Cómo disfrazarse de época medieval

Cómo disfrazarse de época medieval

Las fiestas medievales están de moda y mucha gente busca disfrazarse de la época medieval. Vamos a datos algunas ideas para que vayáis perfectos para estas fiestas, que puedes ser desde un mercado de época a una boda medieval o una fiesta de las que se suceden en tantos pueblos de nuestra geografía.

Lo básico

A la hora de disfrazarse del medievo las mujeres lo tienen más sencillo, pues con un vestido está solucionado. Estos suelen cubrir el cuello o los hombros hasta los pies.  Se puede completar con alguna clase de adorno en la cabeza, todo depende del estilo del vestido en cuestión.

En caso de que no tengamos vestidos, se puede buscar una blusa o falda o unos pantalones. Las famosas mangas anchas o de trompeta, suelen dar un aire más de nobleza que las más estrechas. Encima puede llevarse un corsé o un chaleco realizados en tela o piel por ejemplo.

En el caso de los hombres se pueden combinar varias prendas para el torso con unos simples pantalones. Existen las túnicas de manga larga o corta, que siempre suelen quedar bien.

Complementos

En el caso de los complementos los cinturones son interesantes, aquí se pueden elegir desde los más estrechos a los más anchos, todo depende del presupuesto que tengamos. Desde luego que son más agraciados los cinturones largos, máxime si dejas lo que sobre colgando o algo de lado.

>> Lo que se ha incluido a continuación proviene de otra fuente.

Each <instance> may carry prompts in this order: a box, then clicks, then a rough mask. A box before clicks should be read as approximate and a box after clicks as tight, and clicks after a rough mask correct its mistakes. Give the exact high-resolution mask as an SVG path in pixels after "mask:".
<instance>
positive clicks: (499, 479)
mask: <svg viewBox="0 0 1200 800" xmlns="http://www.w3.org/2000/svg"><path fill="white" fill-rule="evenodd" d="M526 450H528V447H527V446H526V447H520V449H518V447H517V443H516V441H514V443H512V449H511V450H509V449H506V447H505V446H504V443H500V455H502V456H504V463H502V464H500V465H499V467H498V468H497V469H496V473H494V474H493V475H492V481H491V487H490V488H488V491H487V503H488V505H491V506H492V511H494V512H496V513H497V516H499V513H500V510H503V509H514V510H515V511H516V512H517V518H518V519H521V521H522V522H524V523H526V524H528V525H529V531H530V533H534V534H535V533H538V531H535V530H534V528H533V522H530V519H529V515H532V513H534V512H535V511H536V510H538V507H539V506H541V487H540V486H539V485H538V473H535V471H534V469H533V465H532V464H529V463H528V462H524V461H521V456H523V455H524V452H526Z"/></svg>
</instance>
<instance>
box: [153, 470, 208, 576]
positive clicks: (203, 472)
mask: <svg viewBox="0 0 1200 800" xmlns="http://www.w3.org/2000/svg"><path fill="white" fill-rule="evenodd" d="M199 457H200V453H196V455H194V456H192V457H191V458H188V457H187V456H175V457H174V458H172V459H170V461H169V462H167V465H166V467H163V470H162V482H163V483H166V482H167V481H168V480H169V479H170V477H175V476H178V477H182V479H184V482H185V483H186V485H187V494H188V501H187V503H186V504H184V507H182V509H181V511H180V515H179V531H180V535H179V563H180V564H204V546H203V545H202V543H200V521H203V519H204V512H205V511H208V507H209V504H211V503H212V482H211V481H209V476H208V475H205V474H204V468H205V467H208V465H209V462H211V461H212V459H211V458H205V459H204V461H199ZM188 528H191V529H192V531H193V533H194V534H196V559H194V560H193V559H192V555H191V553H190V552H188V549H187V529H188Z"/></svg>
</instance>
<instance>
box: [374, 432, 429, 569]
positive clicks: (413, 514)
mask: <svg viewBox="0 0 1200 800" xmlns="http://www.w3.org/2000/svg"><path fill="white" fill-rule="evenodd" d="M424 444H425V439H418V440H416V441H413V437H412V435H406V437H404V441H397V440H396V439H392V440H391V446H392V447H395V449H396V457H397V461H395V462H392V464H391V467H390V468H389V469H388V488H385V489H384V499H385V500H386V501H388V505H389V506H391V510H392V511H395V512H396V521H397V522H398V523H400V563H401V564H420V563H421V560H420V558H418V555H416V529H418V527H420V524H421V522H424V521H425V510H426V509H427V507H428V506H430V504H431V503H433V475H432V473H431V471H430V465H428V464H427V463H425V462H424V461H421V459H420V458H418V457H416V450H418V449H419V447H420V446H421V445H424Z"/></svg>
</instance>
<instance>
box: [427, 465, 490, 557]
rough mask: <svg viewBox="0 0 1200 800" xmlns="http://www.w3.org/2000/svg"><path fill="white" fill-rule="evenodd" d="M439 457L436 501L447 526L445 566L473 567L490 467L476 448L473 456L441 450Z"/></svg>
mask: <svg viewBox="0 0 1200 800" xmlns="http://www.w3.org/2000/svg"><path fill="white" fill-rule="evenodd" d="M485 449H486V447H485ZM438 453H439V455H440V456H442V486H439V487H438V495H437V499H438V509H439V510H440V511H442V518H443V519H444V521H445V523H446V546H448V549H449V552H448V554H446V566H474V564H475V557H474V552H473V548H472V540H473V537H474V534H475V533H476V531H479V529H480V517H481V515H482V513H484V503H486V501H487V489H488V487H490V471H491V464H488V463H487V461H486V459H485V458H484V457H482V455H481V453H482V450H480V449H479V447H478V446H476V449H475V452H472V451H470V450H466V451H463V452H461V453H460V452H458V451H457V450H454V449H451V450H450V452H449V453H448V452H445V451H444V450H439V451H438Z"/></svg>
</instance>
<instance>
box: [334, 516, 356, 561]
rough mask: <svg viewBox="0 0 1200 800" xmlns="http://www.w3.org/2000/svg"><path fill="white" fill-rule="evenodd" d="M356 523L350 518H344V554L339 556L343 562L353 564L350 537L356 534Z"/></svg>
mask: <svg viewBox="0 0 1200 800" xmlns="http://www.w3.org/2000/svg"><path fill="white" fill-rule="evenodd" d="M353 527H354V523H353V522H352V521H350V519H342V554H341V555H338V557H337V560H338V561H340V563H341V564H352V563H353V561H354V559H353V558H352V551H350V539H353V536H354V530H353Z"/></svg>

Las bolsas de piel son bastante prácticas y hacen posible el llevar todas las cosas que normalmente quieres llevar contigo. Es, sin duda, un complemento que mejora el conjunto bastante.  Los adornos para llevar sobre la cabeza también son de lo más interesante, tanto gorros, como tocados o diademas. En este sentido existen muchas alternativas.  Merece la pena mencionar también los brazaletes o muñequeras, que son sencillos y baratos.

¿Algunas prendas más?

Hay que saber que los trajes medievales están hechos por capas. Dependiendo del número de capas que se tengan, más sofisticación y creíble será el propio traje. Sobre la blusa se puede añadir como decíamos una túnica o prenda de piel, lo que hace que cuenten con una armadura ligera o que sea acolchada. Las capas también merecen la pena y son un complemento que además nos puede dar calor en invierno o cuando haya bajas temperaturas.

Algo que conviene saber es que el calzado de tipo medieval cuesta bastante. Los trajes de mujer son más sencillos de llevar, pues con unas botas de piel o zapatos planos pueden valer siempre que sean discretos, viéndose poco además.

En el caso del hombre esto es más complicado, puesto que hay menos botas y aquí si que hay que intentar en caso de que no quieras comprar uno, puedes llevar zapatos con punta redondeada. Las vendas también son una opción económica, lo que puedes hacer con una tira de tela de unos 10 o 12 cm .  No descartes tampoco el vendarte tu pie al completo y ponerte encima una sandalia por ejemplo.

Si deseas adquirir ropa medieval de calidad y que te de las garantías de que vas a quedar de punta en blanco y lo más parecido a un auténtico vestido de época, hay tiendas que se encargan de este tipo de trajes. Eviltailors es una tienda medieval que se enfoca de forma especial a proporcionar trajes medievales y objetos a todas las personas que adoran el LARP, mercados de tipo medieval, recreaciones de batallas, bodas, fiestas, etc.

Lo bueno es que, al ser una empresa de tanta experiencia, sabes que lo que pidas va a ser digno de ser llevado en cualquier fiesta de este tipo.

A este respecto, lo mejor es saber a qué tipo de celebración o evento vas y según el lugar o las ganas que tengas de ir más o menos preparado, acudas a comprarte un disfraz de calidad u optar por la vía más “do it yourself”.

Daría para un estudio el saber cuál es la razón del éxito de la ropa medieval actualmente y porque tienen tanto éxito. Quizá es una época de la historia que nos gusta especialmente y donde el cine o el teatro han tenido mucha culpa de querer imitar las formas de vivir de la época.  Sea como fuere, son unas fiestas realmente divertidas y merece la pena ir a alguna, sin duda.